Seeing Familiar Faces

Yesterday was a bad day for Bryce.  Maybe terrible is a better word.

It started for him (and us) just after 6am.  The time is important.  Have I ever mentioned that I’m not a morning person?  That I wasn’t when we received Bryce and that I still am not?  Well, I dressed him while his mom finished preparing herself.  By the time she was booting her feet, I was zipping his jacket and putting him in the stroller.  He was clueless as to what was happening.  I had explained to him what the day would be like, but he just kept smiling.  He had no concept of daycare.  He couldn’t tell, even by one of my serious tones, that I was approaching the idea with some very large fears.

He was yipping and singing and when I opened the door, he was glad to leave at that ungodly hour, with his mommy.  I closed the door, wondering how it would go.  I emailed Dawn after she arrived at work and asked.  I was impatient so I called her after fifteen minutes, when she was writing the response.

I had just come from visiting another daycare provider.  We’re looking around for a place.  Primarily because the boy is getting old enough to interact with more kids on a regular basis.  He was in daycare yesterday because his grandmother (that is, my mother; Dawn’s mother is grannie) was away.  She’ll be away tomorrow too.  Nonetheless, I had just left rooms full of kids, and my kid was never far from my mind.  I knew what he would do.  I knew because he did it to me last week when I left him for a couple hours at a retreat.  He didn’t know those people so he screamed and screamed and screamed.  When Dawn told me that he wailed as she left, one of my fears yelled at me.  It was only after 9—the day would be torture.

We had planned for me to pick them up at 5pm.  I’d go back to my office for our prayer meeting, after taking them home.  But before I drove back into downtown, we had talked.  I had gotten the run down from Dawn.  Bryce had cried for multiple hours that morning.  He continued to cry at other points throughout the day.  He had commanded the attention of the same caregiver all day long.  He hadn’t eaten.  At all.  He denied their breakfast.  He spit out his mashed potatoes and said no to the chicken for lunch.  He stayed awake while the other kids slept.  He was rocked and blanketed and pacified, but he wouldn’t sleep.  Until his little legs could run no longer and he fell into a troublesome nap of twenty minutes.

Remember, he got up at 6am.  He was up through the bus ride downtown with so much to see, so many people to greet.  He was yelling when Dawn left and he kept yelling.  By the late afternoon, he slept for twenty minutes.  Normally he’d sleep for two hours.

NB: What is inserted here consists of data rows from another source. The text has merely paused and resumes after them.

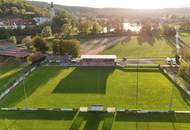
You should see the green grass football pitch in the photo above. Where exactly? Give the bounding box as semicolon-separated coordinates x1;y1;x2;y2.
0;111;190;130
0;66;189;111
102;36;176;58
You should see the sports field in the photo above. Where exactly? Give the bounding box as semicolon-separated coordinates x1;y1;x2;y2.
0;65;22;93
0;111;190;130
0;66;189;111
102;36;176;58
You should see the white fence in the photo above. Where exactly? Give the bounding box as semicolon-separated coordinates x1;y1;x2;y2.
0;64;40;100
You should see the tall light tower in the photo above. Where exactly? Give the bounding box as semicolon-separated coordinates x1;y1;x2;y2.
175;27;180;55
50;1;55;21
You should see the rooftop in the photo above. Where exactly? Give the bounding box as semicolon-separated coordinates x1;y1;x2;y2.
0;49;31;58
81;55;117;59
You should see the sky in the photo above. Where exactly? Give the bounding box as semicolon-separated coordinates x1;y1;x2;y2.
31;0;190;9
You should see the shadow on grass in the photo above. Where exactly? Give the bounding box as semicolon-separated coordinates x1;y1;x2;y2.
53;67;115;94
163;37;176;48
0;110;77;120
177;86;190;108
69;112;115;130
0;67;62;108
105;36;131;51
161;71;190;109
115;112;190;123
137;35;155;46
117;67;160;73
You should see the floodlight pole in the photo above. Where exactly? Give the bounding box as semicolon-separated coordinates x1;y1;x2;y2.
136;57;139;110
169;75;176;111
175;27;180;55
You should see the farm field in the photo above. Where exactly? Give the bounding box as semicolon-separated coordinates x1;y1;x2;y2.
0;111;190;130
0;65;22;92
102;36;176;58
0;66;189;111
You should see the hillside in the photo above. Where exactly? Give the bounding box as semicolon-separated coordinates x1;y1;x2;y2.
0;0;49;18
29;1;190;18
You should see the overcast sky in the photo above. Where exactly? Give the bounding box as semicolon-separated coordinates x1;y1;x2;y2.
31;0;190;9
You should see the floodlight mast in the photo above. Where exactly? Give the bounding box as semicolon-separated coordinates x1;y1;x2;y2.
175;27;180;55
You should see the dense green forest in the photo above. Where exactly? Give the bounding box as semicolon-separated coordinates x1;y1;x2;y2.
0;0;49;18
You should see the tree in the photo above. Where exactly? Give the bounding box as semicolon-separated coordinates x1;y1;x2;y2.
41;26;52;37
52;39;80;57
32;36;49;53
160;24;176;37
140;22;152;36
80;21;93;35
27;52;44;64
62;22;73;37
52;39;61;54
92;22;102;34
60;40;80;57
22;36;33;49
52;11;77;33
11;7;19;15
9;36;17;44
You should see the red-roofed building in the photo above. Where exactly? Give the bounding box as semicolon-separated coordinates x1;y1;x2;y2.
0;48;31;62
0;40;32;63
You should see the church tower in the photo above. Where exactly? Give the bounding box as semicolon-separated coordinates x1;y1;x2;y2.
50;1;55;20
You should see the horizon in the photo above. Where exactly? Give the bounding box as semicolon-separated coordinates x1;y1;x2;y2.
30;0;190;9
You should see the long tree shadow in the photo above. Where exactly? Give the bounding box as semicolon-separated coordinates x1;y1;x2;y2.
0;110;77;120
163;37;176;48
53;67;115;94
69;112;113;130
105;36;131;50
0;66;62;108
115;112;190;123
117;67;160;73
83;113;103;130
137;35;155;46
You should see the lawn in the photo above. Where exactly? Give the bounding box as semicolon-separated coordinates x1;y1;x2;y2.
0;111;190;130
102;36;176;58
0;66;189;111
0;65;22;93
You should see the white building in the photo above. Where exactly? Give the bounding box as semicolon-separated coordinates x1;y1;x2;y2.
33;17;50;25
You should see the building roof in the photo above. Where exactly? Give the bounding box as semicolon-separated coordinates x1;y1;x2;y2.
0;49;31;58
81;55;117;59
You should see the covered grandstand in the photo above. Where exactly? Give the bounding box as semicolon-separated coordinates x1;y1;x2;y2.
79;55;117;67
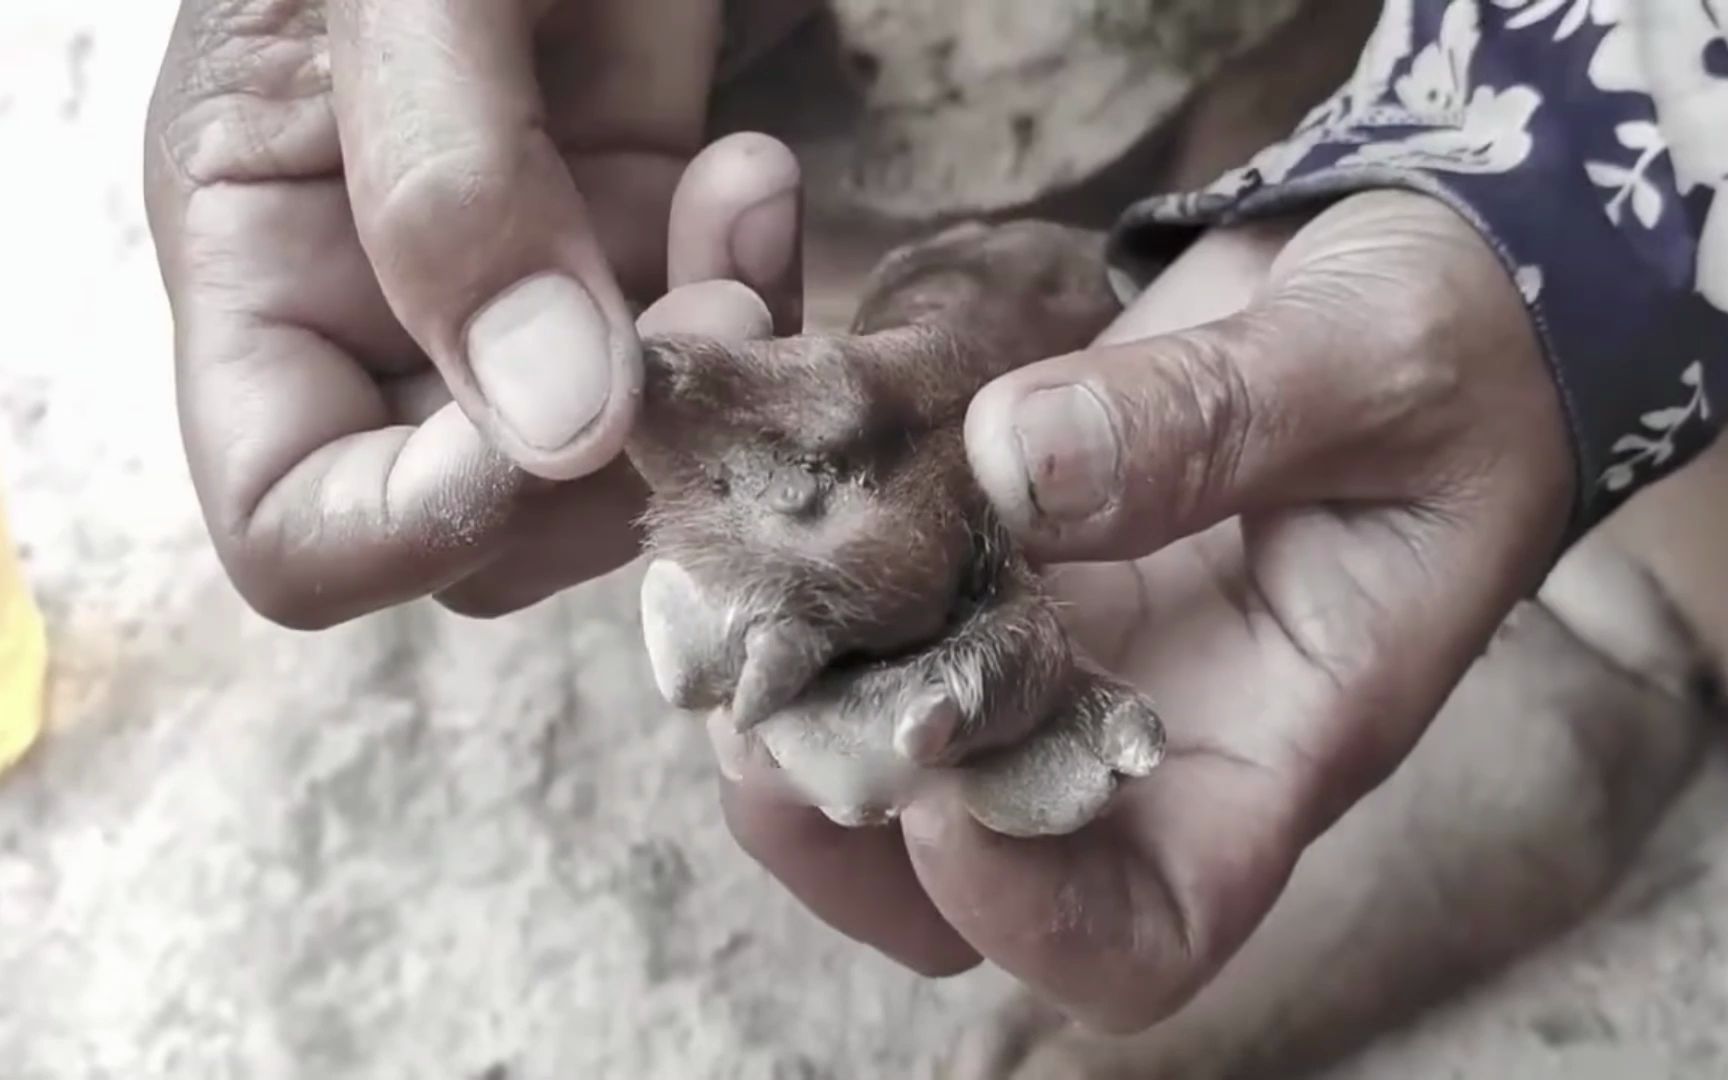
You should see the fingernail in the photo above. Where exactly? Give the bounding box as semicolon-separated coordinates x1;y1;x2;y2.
1012;385;1121;523
467;273;612;451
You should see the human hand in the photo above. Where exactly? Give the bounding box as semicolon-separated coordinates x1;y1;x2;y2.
721;190;1576;1028
144;0;810;626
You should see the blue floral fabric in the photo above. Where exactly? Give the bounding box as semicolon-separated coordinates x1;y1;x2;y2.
1107;0;1727;538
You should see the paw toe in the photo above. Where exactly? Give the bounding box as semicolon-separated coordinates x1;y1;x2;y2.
640;559;738;708
1095;685;1165;778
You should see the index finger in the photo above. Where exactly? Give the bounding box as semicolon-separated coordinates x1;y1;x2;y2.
177;299;533;629
326;0;688;481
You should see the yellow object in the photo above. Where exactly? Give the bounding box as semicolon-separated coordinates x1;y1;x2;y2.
0;494;46;776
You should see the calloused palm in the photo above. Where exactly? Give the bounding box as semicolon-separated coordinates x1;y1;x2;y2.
722;193;1577;1031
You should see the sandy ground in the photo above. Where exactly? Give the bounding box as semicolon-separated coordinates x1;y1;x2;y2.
762;0;1302;218
3;3;1728;1078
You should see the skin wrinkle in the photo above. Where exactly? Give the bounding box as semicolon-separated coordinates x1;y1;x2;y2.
166;3;338;183
1163;333;1258;531
168;78;339;186
202;317;372;520
199;0;325;43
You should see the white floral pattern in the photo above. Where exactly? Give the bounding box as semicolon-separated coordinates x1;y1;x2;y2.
1601;362;1711;491
1491;0;1618;40
1580;0;1724;490
1584;121;1667;229
1515;264;1546;302
1339;1;1542;173
1112;0;1727;530
1186;0;1541;197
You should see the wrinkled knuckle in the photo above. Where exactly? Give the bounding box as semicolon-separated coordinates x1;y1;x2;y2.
1283;284;1465;438
153;90;265;189
1144;329;1257;520
361;142;516;259
1302;271;1454;391
198;0;325;39
152;1;332;186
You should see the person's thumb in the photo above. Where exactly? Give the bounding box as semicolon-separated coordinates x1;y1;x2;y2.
964;213;1476;563
327;0;676;483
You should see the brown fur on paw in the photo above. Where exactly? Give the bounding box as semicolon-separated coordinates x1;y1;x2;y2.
642;556;1164;837
629;220;1159;837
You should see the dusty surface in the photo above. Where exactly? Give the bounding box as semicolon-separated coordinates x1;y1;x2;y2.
2;2;1727;1078
772;0;1303;219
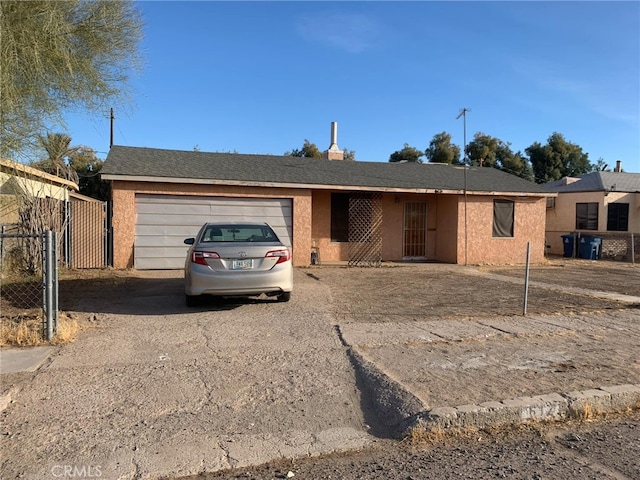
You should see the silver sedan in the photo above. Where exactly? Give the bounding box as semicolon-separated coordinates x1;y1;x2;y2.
184;222;293;306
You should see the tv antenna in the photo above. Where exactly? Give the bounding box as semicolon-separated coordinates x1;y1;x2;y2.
456;107;471;266
456;108;471;163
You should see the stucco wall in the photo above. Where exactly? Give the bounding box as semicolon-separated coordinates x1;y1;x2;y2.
110;181;312;269
459;196;547;264
433;194;459;263
545;191;640;255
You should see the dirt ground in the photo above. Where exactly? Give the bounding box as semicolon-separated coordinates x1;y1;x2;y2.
2;257;639;480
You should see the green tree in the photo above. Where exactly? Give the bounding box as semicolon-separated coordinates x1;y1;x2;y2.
593;157;611;171
525;132;592;183
389;143;424;163
425;132;461;164
68;147;110;200
342;148;356;161
467;132;533;181
33;133;79;183
0;0;143;159
500;150;534;182
286;139;323;158
286;140;356;160
466;133;500;168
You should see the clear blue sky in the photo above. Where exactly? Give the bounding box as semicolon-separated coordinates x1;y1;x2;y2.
63;1;640;174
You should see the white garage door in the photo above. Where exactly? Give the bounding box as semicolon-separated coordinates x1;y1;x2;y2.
135;194;293;269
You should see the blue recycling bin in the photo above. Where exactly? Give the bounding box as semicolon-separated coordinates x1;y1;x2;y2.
578;235;601;260
561;234;575;257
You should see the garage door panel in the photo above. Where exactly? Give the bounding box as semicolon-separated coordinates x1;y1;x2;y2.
134;195;292;269
136;203;213;216
136;225;201;237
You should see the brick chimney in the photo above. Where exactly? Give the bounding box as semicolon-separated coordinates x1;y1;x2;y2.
324;121;344;160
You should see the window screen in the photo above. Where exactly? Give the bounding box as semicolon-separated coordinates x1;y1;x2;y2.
493;200;514;237
607;203;629;231
331;193;349;242
576;203;598;230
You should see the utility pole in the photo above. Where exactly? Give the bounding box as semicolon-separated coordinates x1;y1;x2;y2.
110;108;114;148
456;108;471;266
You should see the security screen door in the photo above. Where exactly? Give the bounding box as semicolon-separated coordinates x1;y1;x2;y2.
403;201;427;259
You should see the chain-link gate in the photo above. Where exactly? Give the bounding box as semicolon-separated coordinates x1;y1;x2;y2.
0;228;59;340
348;193;383;266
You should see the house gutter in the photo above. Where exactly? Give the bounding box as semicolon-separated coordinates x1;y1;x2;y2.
100;174;555;198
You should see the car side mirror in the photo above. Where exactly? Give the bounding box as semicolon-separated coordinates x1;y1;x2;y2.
184;238;195;245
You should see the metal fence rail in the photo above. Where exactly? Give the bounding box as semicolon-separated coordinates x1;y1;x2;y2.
0;228;59;340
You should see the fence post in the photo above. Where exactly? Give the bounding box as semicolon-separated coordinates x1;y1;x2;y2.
632;233;636;265
53;230;59;333
44;230;55;341
523;241;531;316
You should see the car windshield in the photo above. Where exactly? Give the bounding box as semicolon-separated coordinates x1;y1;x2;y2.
201;224;278;243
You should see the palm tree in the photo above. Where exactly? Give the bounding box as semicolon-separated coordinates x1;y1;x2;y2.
36;133;79;183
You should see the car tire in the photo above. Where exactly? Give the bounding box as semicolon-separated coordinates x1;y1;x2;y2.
277;291;291;303
186;294;199;307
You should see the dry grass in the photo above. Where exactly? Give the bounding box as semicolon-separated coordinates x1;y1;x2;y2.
0;313;83;346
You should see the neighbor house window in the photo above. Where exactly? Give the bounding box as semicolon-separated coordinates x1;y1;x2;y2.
493;199;514;237
576;202;598;230
331;193;349;242
607;203;629;231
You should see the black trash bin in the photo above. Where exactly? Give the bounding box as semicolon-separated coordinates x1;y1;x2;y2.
578;236;601;260
561;234;575;257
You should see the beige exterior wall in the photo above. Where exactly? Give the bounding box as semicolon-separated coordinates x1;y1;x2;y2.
0;171;71;201
111;181;549;268
110;181;312;269
457;196;547;264
545;191;640;255
433;194;459;263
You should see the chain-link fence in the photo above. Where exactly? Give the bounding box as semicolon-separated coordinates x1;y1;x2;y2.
598;232;638;263
550;230;637;264
1;226;59;340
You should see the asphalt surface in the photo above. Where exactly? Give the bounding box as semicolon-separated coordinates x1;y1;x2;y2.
1;265;639;480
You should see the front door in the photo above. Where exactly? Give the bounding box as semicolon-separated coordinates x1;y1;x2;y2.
403;201;427;260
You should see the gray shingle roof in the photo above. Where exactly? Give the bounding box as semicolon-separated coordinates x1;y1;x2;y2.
544;172;640;193
102;145;552;195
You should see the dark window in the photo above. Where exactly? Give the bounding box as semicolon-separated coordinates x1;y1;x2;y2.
607;203;629;231
493;199;514;237
331;193;349;242
576;203;598;230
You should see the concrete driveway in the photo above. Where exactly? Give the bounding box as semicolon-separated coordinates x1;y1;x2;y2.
1;262;639;479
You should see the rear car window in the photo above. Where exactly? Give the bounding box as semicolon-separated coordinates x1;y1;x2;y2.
201;225;278;243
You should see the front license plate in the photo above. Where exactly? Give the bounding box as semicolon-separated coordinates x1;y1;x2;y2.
232;259;253;270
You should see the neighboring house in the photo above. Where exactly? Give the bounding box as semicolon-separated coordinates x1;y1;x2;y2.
101;130;554;270
1;158;79;225
1;158;107;269
544;167;640;260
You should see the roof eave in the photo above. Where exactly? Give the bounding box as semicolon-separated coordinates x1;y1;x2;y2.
101;174;553;197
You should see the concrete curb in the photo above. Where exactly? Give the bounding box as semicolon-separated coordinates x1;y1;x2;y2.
403;384;640;435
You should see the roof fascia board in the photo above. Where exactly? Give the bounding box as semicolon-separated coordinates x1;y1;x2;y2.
101;174;554;197
1;158;79;191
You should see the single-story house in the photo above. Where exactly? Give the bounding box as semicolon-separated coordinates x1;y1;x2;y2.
101;135;554;269
544;165;640;258
1;157;79;224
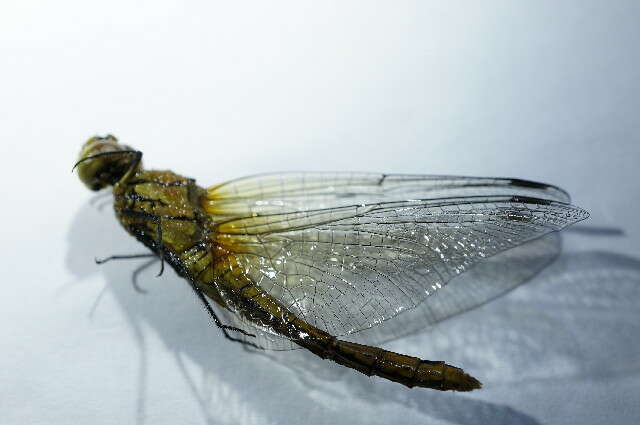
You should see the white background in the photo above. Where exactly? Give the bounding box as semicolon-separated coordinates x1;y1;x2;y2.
1;1;639;424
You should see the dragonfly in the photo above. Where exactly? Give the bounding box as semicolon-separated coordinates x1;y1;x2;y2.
74;135;588;391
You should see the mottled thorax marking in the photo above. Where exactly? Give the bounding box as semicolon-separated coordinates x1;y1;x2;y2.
113;170;211;272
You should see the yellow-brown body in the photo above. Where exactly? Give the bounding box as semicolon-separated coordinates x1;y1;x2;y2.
75;135;591;392
111;168;480;391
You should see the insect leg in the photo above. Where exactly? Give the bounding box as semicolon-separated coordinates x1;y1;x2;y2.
155;218;165;277
118;150;143;185
118;210;197;277
95;253;156;264
89;190;113;211
131;257;159;293
186;281;262;349
72;149;141;171
94;253;158;293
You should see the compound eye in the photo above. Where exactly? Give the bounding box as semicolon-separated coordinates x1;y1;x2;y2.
75;135;140;190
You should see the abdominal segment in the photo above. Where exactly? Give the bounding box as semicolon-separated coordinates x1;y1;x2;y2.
196;253;480;391
302;337;481;391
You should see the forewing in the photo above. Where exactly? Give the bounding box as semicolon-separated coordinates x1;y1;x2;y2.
205;172;571;219
210;192;588;340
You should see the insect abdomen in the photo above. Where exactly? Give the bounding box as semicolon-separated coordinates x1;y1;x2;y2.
305;338;481;391
208;267;482;391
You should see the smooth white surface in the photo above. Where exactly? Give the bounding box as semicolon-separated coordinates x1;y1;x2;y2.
1;1;639;424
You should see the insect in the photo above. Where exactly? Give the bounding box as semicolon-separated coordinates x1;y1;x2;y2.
74;135;588;391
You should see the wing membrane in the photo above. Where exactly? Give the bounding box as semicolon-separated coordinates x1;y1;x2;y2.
343;232;562;345
213;297;299;350
205;175;588;341
205;172;571;219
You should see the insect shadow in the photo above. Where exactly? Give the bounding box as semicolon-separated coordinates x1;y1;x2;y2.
65;199;640;425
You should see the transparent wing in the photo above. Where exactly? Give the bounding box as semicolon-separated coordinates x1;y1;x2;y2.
211;296;299;350
205;175;588;343
205;172;571;219
342;232;563;346
212;231;564;351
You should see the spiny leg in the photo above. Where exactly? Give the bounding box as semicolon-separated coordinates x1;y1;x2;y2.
155;218;165;277
119;209;197;278
88;190;113;211
94;253;159;293
131;257;159;293
186;281;262;349
115;208;261;346
95;253;157;264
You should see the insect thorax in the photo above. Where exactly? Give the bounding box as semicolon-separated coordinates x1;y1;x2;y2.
113;170;214;279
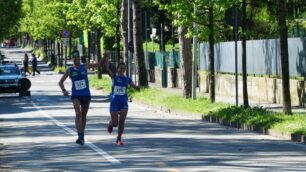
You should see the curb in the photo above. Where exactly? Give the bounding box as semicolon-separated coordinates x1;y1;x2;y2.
202;115;306;144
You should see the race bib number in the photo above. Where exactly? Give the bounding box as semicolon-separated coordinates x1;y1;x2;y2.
114;86;126;95
74;80;86;90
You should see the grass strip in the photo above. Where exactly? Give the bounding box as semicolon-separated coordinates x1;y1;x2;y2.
89;75;306;135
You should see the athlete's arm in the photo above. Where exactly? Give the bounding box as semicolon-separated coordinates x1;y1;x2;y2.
59;69;70;96
86;58;104;69
86;51;108;69
103;53;114;79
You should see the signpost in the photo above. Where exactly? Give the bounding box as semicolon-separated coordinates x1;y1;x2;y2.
225;6;242;106
61;29;70;69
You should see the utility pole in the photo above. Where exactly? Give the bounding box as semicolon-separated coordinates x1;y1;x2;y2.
192;4;198;100
145;11;148;70
127;0;132;78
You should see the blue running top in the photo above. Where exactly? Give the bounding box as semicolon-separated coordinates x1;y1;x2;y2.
69;64;91;96
110;75;132;103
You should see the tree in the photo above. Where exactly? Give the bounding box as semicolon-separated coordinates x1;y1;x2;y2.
256;0;293;114
208;5;215;102
178;26;193;98
154;0;193;98
67;0;119;78
278;0;292;114
121;0;129;66
0;0;22;40
241;0;249;107
132;0;148;87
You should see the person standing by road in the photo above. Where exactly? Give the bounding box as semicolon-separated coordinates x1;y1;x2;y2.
58;50;105;145
31;53;40;76
104;52;140;145
23;53;31;76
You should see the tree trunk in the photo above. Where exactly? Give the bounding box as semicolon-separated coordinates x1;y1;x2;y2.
178;26;192;98
208;6;215;103
242;0;249;107
278;0;292;114
121;0;128;65
96;29;102;79
132;0;148;87
116;0;121;66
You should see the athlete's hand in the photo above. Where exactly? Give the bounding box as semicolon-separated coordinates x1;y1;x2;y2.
63;90;70;96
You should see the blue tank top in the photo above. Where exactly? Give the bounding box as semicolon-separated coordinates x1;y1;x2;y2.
69;64;91;96
111;75;132;103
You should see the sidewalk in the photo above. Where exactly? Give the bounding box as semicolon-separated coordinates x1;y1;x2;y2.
148;82;306;113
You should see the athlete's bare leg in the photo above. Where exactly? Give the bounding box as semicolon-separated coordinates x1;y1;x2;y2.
118;109;128;140
72;98;82;133
110;111;119;127
80;103;90;132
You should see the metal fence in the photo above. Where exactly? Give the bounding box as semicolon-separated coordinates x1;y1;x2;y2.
199;37;306;77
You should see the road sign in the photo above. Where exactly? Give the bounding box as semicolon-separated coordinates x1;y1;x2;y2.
62;29;70;38
225;6;242;27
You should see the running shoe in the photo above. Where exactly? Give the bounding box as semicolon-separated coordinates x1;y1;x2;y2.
107;124;113;134
116;139;123;145
76;138;84;145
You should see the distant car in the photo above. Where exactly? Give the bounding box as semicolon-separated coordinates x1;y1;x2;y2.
0;62;31;96
2;39;16;47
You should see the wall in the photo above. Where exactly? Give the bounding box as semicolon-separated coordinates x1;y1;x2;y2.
199;71;306;106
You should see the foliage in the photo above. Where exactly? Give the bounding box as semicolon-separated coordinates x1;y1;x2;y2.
67;0;119;37
208;106;306;135
20;0;67;40
54;66;66;73
20;0;120;41
0;0;23;40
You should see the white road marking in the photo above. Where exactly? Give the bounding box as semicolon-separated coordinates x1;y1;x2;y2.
30;101;121;165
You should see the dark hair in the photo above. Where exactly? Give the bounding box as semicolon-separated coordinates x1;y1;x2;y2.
72;50;80;58
117;62;126;68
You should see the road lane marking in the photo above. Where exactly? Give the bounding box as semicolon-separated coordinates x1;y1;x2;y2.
30;101;121;165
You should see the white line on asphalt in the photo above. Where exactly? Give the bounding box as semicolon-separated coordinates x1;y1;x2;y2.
30;101;121;165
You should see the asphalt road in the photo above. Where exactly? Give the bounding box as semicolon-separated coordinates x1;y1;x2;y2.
1;48;306;172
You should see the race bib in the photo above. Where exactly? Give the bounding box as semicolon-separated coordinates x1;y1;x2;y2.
114;86;126;95
74;80;86;90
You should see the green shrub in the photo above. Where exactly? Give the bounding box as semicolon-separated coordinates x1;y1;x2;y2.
54;66;65;73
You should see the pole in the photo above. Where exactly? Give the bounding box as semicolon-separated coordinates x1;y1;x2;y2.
127;0;132;78
152;37;155;52
161;23;164;52
172;22;174;50
192;4;197;100
234;9;238;105
64;44;67;69
145;11;148;70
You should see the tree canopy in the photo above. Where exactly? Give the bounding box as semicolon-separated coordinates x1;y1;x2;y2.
0;0;23;40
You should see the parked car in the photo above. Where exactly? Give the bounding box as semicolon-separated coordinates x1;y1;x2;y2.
0;62;31;96
2;39;16;47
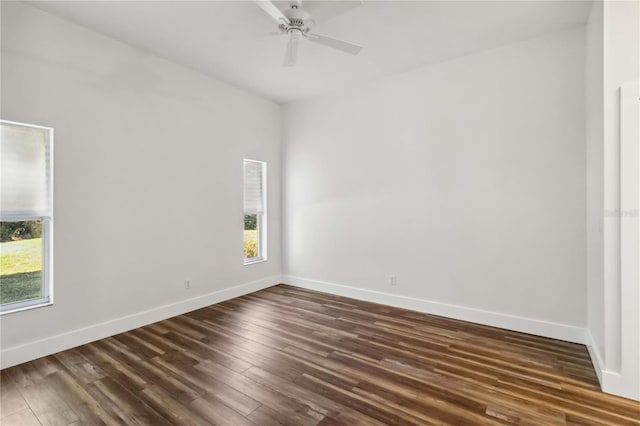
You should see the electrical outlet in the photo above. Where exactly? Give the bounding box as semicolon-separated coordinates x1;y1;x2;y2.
389;275;397;286
184;280;191;290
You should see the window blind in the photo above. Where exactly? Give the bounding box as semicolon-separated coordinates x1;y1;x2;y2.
244;160;264;214
0;122;52;219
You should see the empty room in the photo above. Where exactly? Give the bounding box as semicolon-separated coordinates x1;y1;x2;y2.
1;0;639;424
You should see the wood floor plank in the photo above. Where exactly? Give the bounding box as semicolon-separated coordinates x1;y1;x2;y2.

It wasn’t all bad.  He didn’t do any art, but he did wave at a few people.  He did show the tag on his blanket to some of the folks, and he did explain that “Daddy work,” I suppose his way of explaining where the old guy who was responsible for him spent his time.

I got there before Dawn.  I went in and asked if Dawn had arrived.  “You’re Bryce’s father?” the woman asked.  I nodded and said, “You probably need her to come, right?”  I saw on her face an answer different from the one she gave.  She knew I was Bryce’s dad.  I was, uh, in a word, black.  There may have been one or two other black kids in the daycare, but they knew all their parents.  She didn’t know me.  I had to belong to Bryce.  But why would she give me my son?  I wouldn’t want her to.  But I could tell they were ready enough to give him over.

It felt like forever, waiting in that hallway.  My wife was in there, getting a sheet that captured his day in notes.  She was listening as they re-told her how Bryce had done.  I wanted to be in there, but I was trying to stay illegally parked.  I was in and out of the lobby, making sure I didn’t see the orange-vested enemy.

Dawn came out, Bryce in her arms and seeing me over her shoulder.  She put him down and he ran to me.  I knelt down and greeted him, holding him for a while, whispering and saying that I heard it was a long day.  He was so happy.  I mean the kid was pleased that we’d come.

I told Dawn that he probably had a baby flashback to when we went on our vacation a couple months ago.  He probably thought we wouldn’t come back.  He probably thought he’d never see familiar faces again.  He couldn’t help but love us, run to us, and sing and yay all the way to the car.  Of course, the melting started in the bath tub, but we had successfully fed him at least two meals for dinner and had him in the bed one hour from having signed him out of that horrible place!